- Education: Universidad Metropolitana International Computing School
- Occupations: Engineer, video game developer
- Website: kabutocoder.com

= José Rafael Marcano =

Venezuelan engineer and videogame developer

José Rafael Marcano Santelli is a Venezuelan engineer and videogame developer.

== First years and education ==
José Rafael discovered programming at the age of eleven and has stated that by that time he decided that it was the profession he wanted to pursue. His first video game console was an Atari 2600 in the late 1970s. He began studying with specialized books and magazines, as well as learning English, and started saving part of his allowance to buy a computer. His parents decided to make up the rest of the price to buy an 8-bit Sinclair. Later he was able to acquire a 16k memory computer and with them he learned to program in BASIC.

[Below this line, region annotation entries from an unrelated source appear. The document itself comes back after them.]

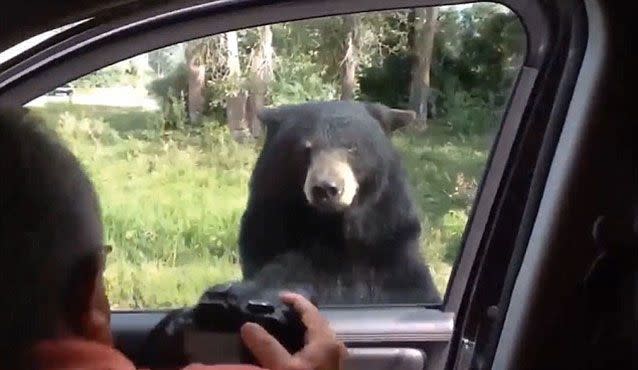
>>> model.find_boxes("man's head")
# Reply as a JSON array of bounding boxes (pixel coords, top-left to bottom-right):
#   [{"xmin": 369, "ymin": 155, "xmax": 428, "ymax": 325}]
[{"xmin": 0, "ymin": 110, "xmax": 110, "ymax": 361}]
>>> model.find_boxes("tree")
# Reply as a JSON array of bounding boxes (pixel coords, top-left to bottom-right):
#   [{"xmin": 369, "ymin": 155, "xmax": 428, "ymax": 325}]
[
  {"xmin": 184, "ymin": 40, "xmax": 206, "ymax": 124},
  {"xmin": 409, "ymin": 7, "xmax": 439, "ymax": 127},
  {"xmin": 246, "ymin": 26, "xmax": 273, "ymax": 137},
  {"xmin": 225, "ymin": 31, "xmax": 250, "ymax": 141},
  {"xmin": 340, "ymin": 14, "xmax": 361, "ymax": 100}
]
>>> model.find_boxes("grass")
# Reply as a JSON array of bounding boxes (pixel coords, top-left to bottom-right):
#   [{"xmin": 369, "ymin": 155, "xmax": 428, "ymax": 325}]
[{"xmin": 34, "ymin": 103, "xmax": 490, "ymax": 309}]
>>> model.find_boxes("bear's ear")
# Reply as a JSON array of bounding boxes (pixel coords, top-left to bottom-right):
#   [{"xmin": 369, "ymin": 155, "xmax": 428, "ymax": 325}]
[
  {"xmin": 257, "ymin": 108, "xmax": 281, "ymax": 140},
  {"xmin": 366, "ymin": 103, "xmax": 416, "ymax": 135}
]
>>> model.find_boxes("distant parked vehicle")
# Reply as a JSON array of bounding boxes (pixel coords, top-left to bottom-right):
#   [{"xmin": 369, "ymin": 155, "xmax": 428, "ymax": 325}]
[{"xmin": 49, "ymin": 84, "xmax": 73, "ymax": 97}]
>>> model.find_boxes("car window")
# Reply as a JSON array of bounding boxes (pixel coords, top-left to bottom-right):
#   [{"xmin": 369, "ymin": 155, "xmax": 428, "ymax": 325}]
[
  {"xmin": 0, "ymin": 18, "xmax": 91, "ymax": 65},
  {"xmin": 27, "ymin": 3, "xmax": 526, "ymax": 309}
]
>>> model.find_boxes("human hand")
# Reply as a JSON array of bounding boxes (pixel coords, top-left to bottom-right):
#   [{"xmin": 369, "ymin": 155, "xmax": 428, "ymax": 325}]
[{"xmin": 241, "ymin": 293, "xmax": 347, "ymax": 370}]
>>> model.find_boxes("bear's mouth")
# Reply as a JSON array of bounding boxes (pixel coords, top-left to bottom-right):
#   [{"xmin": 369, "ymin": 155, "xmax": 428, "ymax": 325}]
[{"xmin": 303, "ymin": 150, "xmax": 359, "ymax": 212}]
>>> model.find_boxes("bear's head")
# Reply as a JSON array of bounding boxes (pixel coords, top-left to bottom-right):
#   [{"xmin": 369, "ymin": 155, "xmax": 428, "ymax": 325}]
[{"xmin": 253, "ymin": 101, "xmax": 415, "ymax": 213}]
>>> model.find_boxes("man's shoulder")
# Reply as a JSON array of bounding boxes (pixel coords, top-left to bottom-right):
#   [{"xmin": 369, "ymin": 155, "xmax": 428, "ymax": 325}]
[{"xmin": 182, "ymin": 364, "xmax": 264, "ymax": 370}]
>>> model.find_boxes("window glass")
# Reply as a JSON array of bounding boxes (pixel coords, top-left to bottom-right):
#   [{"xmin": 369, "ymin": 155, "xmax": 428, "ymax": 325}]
[
  {"xmin": 28, "ymin": 3, "xmax": 526, "ymax": 309},
  {"xmin": 0, "ymin": 18, "xmax": 91, "ymax": 65}
]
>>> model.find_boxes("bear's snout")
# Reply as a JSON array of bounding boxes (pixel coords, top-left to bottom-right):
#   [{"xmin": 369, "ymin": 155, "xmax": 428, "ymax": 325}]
[
  {"xmin": 311, "ymin": 179, "xmax": 343, "ymax": 202},
  {"xmin": 304, "ymin": 150, "xmax": 359, "ymax": 212}
]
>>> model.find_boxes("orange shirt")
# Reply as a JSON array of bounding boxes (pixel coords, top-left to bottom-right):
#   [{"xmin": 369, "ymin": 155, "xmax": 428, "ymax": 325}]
[{"xmin": 30, "ymin": 339, "xmax": 264, "ymax": 370}]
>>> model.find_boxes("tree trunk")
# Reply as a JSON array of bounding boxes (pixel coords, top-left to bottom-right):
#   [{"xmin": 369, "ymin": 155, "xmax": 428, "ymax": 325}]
[
  {"xmin": 341, "ymin": 14, "xmax": 360, "ymax": 100},
  {"xmin": 226, "ymin": 31, "xmax": 249, "ymax": 141},
  {"xmin": 409, "ymin": 7, "xmax": 439, "ymax": 128},
  {"xmin": 184, "ymin": 41, "xmax": 206, "ymax": 124},
  {"xmin": 246, "ymin": 26, "xmax": 273, "ymax": 137}
]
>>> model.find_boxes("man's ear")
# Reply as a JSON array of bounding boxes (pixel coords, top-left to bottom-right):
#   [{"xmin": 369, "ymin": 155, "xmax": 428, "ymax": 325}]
[
  {"xmin": 257, "ymin": 108, "xmax": 281, "ymax": 142},
  {"xmin": 365, "ymin": 103, "xmax": 416, "ymax": 135},
  {"xmin": 65, "ymin": 253, "xmax": 112, "ymax": 344}
]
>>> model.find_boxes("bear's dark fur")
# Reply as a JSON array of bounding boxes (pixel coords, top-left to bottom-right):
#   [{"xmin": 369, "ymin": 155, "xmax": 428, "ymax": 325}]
[{"xmin": 239, "ymin": 101, "xmax": 440, "ymax": 304}]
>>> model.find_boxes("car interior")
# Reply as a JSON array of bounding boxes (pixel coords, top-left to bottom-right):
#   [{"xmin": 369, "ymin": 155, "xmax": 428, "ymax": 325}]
[{"xmin": 0, "ymin": 0, "xmax": 638, "ymax": 370}]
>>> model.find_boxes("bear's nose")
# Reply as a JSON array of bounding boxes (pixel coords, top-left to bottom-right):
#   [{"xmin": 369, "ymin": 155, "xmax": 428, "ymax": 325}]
[{"xmin": 312, "ymin": 181, "xmax": 341, "ymax": 202}]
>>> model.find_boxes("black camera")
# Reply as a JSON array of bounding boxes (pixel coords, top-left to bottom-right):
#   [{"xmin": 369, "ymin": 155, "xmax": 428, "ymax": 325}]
[{"xmin": 143, "ymin": 282, "xmax": 315, "ymax": 366}]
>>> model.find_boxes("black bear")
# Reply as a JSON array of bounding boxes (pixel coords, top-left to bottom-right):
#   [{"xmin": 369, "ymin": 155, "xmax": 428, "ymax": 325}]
[{"xmin": 239, "ymin": 101, "xmax": 440, "ymax": 304}]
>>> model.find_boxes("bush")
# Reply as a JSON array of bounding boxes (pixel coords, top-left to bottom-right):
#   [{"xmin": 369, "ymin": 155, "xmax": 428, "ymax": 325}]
[
  {"xmin": 148, "ymin": 63, "xmax": 188, "ymax": 130},
  {"xmin": 269, "ymin": 55, "xmax": 337, "ymax": 105},
  {"xmin": 442, "ymin": 90, "xmax": 502, "ymax": 136}
]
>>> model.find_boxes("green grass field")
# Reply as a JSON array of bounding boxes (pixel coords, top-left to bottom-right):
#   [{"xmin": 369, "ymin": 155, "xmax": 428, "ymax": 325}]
[{"xmin": 34, "ymin": 104, "xmax": 491, "ymax": 309}]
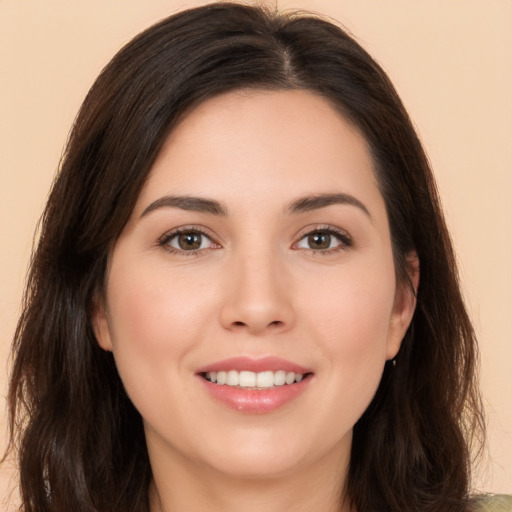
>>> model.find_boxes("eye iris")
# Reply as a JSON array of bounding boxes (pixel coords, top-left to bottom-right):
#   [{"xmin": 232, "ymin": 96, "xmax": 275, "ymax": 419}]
[
  {"xmin": 308, "ymin": 233, "xmax": 331, "ymax": 249},
  {"xmin": 178, "ymin": 233, "xmax": 201, "ymax": 251}
]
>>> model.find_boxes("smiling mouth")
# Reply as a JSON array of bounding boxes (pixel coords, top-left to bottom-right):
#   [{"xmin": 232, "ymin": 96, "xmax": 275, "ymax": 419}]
[{"xmin": 201, "ymin": 370, "xmax": 311, "ymax": 389}]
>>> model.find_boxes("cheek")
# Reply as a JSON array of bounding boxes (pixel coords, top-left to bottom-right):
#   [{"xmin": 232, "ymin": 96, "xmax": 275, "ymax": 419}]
[
  {"xmin": 304, "ymin": 265, "xmax": 395, "ymax": 410},
  {"xmin": 103, "ymin": 258, "xmax": 212, "ymax": 406}
]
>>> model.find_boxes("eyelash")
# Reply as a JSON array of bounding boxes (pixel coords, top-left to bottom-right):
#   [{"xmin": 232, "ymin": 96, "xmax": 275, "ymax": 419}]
[
  {"xmin": 157, "ymin": 226, "xmax": 353, "ymax": 256},
  {"xmin": 158, "ymin": 226, "xmax": 220, "ymax": 256},
  {"xmin": 293, "ymin": 226, "xmax": 353, "ymax": 256}
]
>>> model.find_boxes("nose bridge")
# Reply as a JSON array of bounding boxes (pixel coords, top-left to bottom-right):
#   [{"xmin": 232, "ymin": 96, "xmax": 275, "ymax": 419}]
[{"xmin": 222, "ymin": 241, "xmax": 293, "ymax": 334}]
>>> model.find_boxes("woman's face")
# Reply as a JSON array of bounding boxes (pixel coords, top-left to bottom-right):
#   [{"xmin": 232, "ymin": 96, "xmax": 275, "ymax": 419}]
[{"xmin": 94, "ymin": 91, "xmax": 414, "ymax": 484}]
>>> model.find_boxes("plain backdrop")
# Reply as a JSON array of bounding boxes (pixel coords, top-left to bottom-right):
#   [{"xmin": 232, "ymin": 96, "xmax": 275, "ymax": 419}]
[{"xmin": 0, "ymin": 0, "xmax": 512, "ymax": 504}]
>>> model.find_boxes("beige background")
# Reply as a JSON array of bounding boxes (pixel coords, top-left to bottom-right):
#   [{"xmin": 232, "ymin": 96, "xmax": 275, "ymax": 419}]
[{"xmin": 0, "ymin": 0, "xmax": 512, "ymax": 510}]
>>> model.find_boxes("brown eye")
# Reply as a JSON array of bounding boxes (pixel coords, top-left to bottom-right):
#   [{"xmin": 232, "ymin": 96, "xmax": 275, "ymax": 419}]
[
  {"xmin": 160, "ymin": 231, "xmax": 216, "ymax": 252},
  {"xmin": 308, "ymin": 231, "xmax": 331, "ymax": 249},
  {"xmin": 295, "ymin": 228, "xmax": 352, "ymax": 253},
  {"xmin": 177, "ymin": 233, "xmax": 203, "ymax": 251}
]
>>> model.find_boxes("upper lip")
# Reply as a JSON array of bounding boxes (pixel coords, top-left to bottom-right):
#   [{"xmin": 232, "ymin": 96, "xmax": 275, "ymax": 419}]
[{"xmin": 197, "ymin": 356, "xmax": 311, "ymax": 374}]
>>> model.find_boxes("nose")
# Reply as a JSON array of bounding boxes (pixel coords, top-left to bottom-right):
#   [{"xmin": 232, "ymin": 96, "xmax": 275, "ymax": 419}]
[{"xmin": 221, "ymin": 249, "xmax": 294, "ymax": 335}]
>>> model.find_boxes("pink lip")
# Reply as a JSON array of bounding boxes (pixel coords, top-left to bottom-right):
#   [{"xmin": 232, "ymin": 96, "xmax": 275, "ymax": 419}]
[
  {"xmin": 197, "ymin": 356, "xmax": 311, "ymax": 374},
  {"xmin": 197, "ymin": 357, "xmax": 313, "ymax": 414}
]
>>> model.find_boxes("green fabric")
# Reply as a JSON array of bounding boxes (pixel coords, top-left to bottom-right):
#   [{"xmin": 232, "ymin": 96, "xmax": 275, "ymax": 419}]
[{"xmin": 478, "ymin": 494, "xmax": 512, "ymax": 512}]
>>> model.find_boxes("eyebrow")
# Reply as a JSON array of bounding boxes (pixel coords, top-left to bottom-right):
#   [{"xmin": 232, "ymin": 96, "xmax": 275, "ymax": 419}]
[
  {"xmin": 288, "ymin": 193, "xmax": 372, "ymax": 219},
  {"xmin": 141, "ymin": 196, "xmax": 227, "ymax": 217},
  {"xmin": 141, "ymin": 193, "xmax": 372, "ymax": 219}
]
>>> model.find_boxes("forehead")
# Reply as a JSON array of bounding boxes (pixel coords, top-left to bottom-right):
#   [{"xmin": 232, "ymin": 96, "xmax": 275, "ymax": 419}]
[{"xmin": 132, "ymin": 90, "xmax": 382, "ymax": 220}]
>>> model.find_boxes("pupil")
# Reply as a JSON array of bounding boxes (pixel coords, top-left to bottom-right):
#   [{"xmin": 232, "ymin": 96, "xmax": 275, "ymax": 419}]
[
  {"xmin": 178, "ymin": 233, "xmax": 201, "ymax": 251},
  {"xmin": 308, "ymin": 233, "xmax": 331, "ymax": 249}
]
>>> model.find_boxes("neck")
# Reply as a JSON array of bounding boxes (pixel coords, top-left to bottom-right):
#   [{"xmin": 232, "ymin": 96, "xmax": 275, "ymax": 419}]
[{"xmin": 150, "ymin": 444, "xmax": 355, "ymax": 512}]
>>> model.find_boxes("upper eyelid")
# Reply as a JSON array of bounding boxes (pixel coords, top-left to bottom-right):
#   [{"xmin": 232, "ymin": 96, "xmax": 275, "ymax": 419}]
[{"xmin": 157, "ymin": 225, "xmax": 222, "ymax": 246}]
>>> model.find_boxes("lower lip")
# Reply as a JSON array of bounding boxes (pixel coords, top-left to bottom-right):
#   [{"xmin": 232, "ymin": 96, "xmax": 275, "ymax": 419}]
[{"xmin": 199, "ymin": 375, "xmax": 312, "ymax": 414}]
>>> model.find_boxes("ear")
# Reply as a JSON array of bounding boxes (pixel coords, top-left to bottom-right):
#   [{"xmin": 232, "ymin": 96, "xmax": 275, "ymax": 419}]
[
  {"xmin": 91, "ymin": 293, "xmax": 112, "ymax": 352},
  {"xmin": 386, "ymin": 251, "xmax": 420, "ymax": 360}
]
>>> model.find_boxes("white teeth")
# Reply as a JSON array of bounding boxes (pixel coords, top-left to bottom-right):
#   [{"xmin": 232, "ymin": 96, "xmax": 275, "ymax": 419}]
[
  {"xmin": 226, "ymin": 370, "xmax": 239, "ymax": 386},
  {"xmin": 285, "ymin": 372, "xmax": 295, "ymax": 384},
  {"xmin": 274, "ymin": 370, "xmax": 286, "ymax": 386},
  {"xmin": 239, "ymin": 372, "xmax": 256, "ymax": 388},
  {"xmin": 256, "ymin": 372, "xmax": 274, "ymax": 388},
  {"xmin": 205, "ymin": 370, "xmax": 304, "ymax": 389}
]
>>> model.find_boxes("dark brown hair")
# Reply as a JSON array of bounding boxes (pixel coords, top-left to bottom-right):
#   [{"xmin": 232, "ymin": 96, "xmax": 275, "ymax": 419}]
[{"xmin": 4, "ymin": 3, "xmax": 483, "ymax": 512}]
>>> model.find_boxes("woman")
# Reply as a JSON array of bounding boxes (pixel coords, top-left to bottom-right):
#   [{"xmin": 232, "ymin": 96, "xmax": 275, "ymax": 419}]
[{"xmin": 4, "ymin": 4, "xmax": 508, "ymax": 512}]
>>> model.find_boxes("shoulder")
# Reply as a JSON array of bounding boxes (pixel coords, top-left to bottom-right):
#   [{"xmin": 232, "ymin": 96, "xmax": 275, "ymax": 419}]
[{"xmin": 476, "ymin": 494, "xmax": 512, "ymax": 512}]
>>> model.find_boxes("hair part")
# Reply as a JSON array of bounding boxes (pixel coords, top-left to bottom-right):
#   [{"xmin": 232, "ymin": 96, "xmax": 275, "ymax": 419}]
[{"xmin": 8, "ymin": 3, "xmax": 483, "ymax": 512}]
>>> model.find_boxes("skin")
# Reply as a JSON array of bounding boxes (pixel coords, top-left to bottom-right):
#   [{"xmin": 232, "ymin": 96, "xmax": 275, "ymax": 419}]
[{"xmin": 94, "ymin": 91, "xmax": 417, "ymax": 512}]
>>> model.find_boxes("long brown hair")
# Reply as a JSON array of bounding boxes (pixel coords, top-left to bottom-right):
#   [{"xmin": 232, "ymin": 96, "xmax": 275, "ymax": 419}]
[{"xmin": 4, "ymin": 3, "xmax": 483, "ymax": 512}]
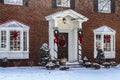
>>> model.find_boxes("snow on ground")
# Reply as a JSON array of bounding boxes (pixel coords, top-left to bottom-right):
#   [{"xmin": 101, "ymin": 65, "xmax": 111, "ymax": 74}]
[{"xmin": 0, "ymin": 65, "xmax": 120, "ymax": 80}]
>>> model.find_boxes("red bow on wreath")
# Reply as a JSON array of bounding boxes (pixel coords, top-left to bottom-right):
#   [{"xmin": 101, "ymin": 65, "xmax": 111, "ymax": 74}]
[{"xmin": 12, "ymin": 31, "xmax": 18, "ymax": 39}]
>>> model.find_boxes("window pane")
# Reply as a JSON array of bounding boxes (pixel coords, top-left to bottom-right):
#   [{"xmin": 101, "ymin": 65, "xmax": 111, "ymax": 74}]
[
  {"xmin": 23, "ymin": 32, "xmax": 27, "ymax": 51},
  {"xmin": 57, "ymin": 0, "xmax": 62, "ymax": 5},
  {"xmin": 0, "ymin": 31, "xmax": 6, "ymax": 48},
  {"xmin": 96, "ymin": 35, "xmax": 101, "ymax": 49},
  {"xmin": 98, "ymin": 0, "xmax": 111, "ymax": 12},
  {"xmin": 104, "ymin": 35, "xmax": 111, "ymax": 51},
  {"xmin": 57, "ymin": 0, "xmax": 70, "ymax": 7},
  {"xmin": 10, "ymin": 31, "xmax": 20, "ymax": 51}
]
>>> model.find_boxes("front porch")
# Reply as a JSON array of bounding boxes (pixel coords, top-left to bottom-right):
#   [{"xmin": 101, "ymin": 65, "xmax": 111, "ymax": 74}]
[{"xmin": 46, "ymin": 9, "xmax": 88, "ymax": 62}]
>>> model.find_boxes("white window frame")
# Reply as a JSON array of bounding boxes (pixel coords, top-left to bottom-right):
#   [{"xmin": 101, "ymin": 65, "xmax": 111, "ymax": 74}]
[
  {"xmin": 98, "ymin": 0, "xmax": 111, "ymax": 13},
  {"xmin": 4, "ymin": 0, "xmax": 23, "ymax": 5},
  {"xmin": 56, "ymin": 0, "xmax": 70, "ymax": 7},
  {"xmin": 0, "ymin": 22, "xmax": 29, "ymax": 59},
  {"xmin": 94, "ymin": 26, "xmax": 115, "ymax": 59}
]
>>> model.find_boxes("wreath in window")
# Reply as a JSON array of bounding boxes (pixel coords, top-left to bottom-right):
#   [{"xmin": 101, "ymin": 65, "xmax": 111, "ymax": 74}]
[
  {"xmin": 105, "ymin": 35, "xmax": 110, "ymax": 42},
  {"xmin": 59, "ymin": 36, "xmax": 66, "ymax": 47},
  {"xmin": 12, "ymin": 31, "xmax": 19, "ymax": 39}
]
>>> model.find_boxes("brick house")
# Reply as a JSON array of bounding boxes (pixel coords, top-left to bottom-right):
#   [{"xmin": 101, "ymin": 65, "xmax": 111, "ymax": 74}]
[{"xmin": 0, "ymin": 0, "xmax": 120, "ymax": 66}]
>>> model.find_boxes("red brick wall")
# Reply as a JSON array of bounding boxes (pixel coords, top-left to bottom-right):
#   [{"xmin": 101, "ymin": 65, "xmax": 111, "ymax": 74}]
[{"xmin": 0, "ymin": 0, "xmax": 120, "ymax": 65}]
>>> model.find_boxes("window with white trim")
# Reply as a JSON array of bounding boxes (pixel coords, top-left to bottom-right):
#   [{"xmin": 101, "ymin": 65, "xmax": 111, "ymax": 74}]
[
  {"xmin": 4, "ymin": 0, "xmax": 23, "ymax": 5},
  {"xmin": 94, "ymin": 26, "xmax": 116, "ymax": 58},
  {"xmin": 0, "ymin": 31, "xmax": 6, "ymax": 49},
  {"xmin": 0, "ymin": 21, "xmax": 29, "ymax": 59},
  {"xmin": 98, "ymin": 0, "xmax": 111, "ymax": 13},
  {"xmin": 94, "ymin": 0, "xmax": 115, "ymax": 13},
  {"xmin": 56, "ymin": 0, "xmax": 70, "ymax": 7}
]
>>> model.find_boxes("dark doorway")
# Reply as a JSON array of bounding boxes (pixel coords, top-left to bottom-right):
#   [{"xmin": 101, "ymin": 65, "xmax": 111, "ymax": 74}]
[{"xmin": 58, "ymin": 33, "xmax": 68, "ymax": 60}]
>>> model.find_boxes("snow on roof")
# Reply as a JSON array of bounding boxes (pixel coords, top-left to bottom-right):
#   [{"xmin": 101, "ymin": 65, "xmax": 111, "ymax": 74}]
[
  {"xmin": 45, "ymin": 9, "xmax": 88, "ymax": 21},
  {"xmin": 94, "ymin": 25, "xmax": 115, "ymax": 32},
  {"xmin": 0, "ymin": 21, "xmax": 29, "ymax": 29}
]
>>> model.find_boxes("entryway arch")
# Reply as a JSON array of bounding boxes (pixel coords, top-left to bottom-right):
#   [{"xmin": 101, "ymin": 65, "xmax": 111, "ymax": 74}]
[{"xmin": 46, "ymin": 9, "xmax": 88, "ymax": 61}]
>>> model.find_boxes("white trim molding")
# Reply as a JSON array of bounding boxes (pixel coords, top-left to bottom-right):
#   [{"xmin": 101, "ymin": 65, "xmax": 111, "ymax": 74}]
[
  {"xmin": 45, "ymin": 9, "xmax": 88, "ymax": 62},
  {"xmin": 94, "ymin": 26, "xmax": 116, "ymax": 59},
  {"xmin": 0, "ymin": 21, "xmax": 29, "ymax": 59}
]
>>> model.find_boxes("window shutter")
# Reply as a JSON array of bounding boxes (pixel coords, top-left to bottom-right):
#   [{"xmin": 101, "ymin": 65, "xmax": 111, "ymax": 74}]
[
  {"xmin": 111, "ymin": 0, "xmax": 115, "ymax": 13},
  {"xmin": 23, "ymin": 0, "xmax": 28, "ymax": 6},
  {"xmin": 0, "ymin": 0, "xmax": 4, "ymax": 4},
  {"xmin": 94, "ymin": 0, "xmax": 98, "ymax": 12},
  {"xmin": 52, "ymin": 0, "xmax": 57, "ymax": 8},
  {"xmin": 70, "ymin": 0, "xmax": 75, "ymax": 9}
]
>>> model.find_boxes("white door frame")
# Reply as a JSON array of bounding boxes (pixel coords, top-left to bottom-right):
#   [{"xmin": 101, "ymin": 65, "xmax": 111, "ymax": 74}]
[{"xmin": 46, "ymin": 9, "xmax": 88, "ymax": 62}]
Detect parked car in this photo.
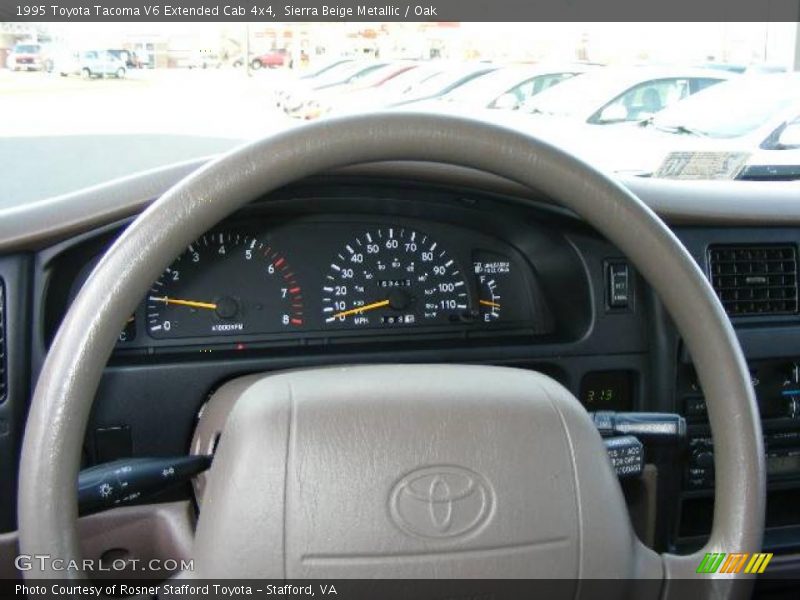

He began studying systems engineering at the Universidad Metropolitana in Caracas, culminating his studies at the International Computing School, in the Chacao municipality.

== Career ==
In 1995 he founded the Mediatech videogame studio with three partners, a project he had always wanted to carry out, and in 1996 he launched the educational videogame series "Las aventuras de Umi", which included the 1999 title "Umi en la selva". At the time, Mediatech was one of only two or three video game developers in Latin America, and Las aventuras de Umi sold more than 350,000 copies, a very successful release. The studio also worked with the Children's Museum of Caracas, for which more than ten advergames were developed. The first exhibit worked on was Biomes, for the Ecology area of the Museum. According to Marcano, Mediatech's contact with the Museum was kept between 1994 and 2014, and the company developed at least 80% of the interactive kiosks in the institution.

In 1999, José Rafael obtained authorization to develop Mazinger Z video games on PCs from Gō Nagai, the creator of the franchise, during a visit of the mangaka to Caracas. After the authorization, the videogames "Mazinger versus Big Mazinger", in 2001, and "Mazinger Z saves Venezuela", in 2004, were released.

In 2015, José Rafael migrated with his family to Bogotá, Colombia.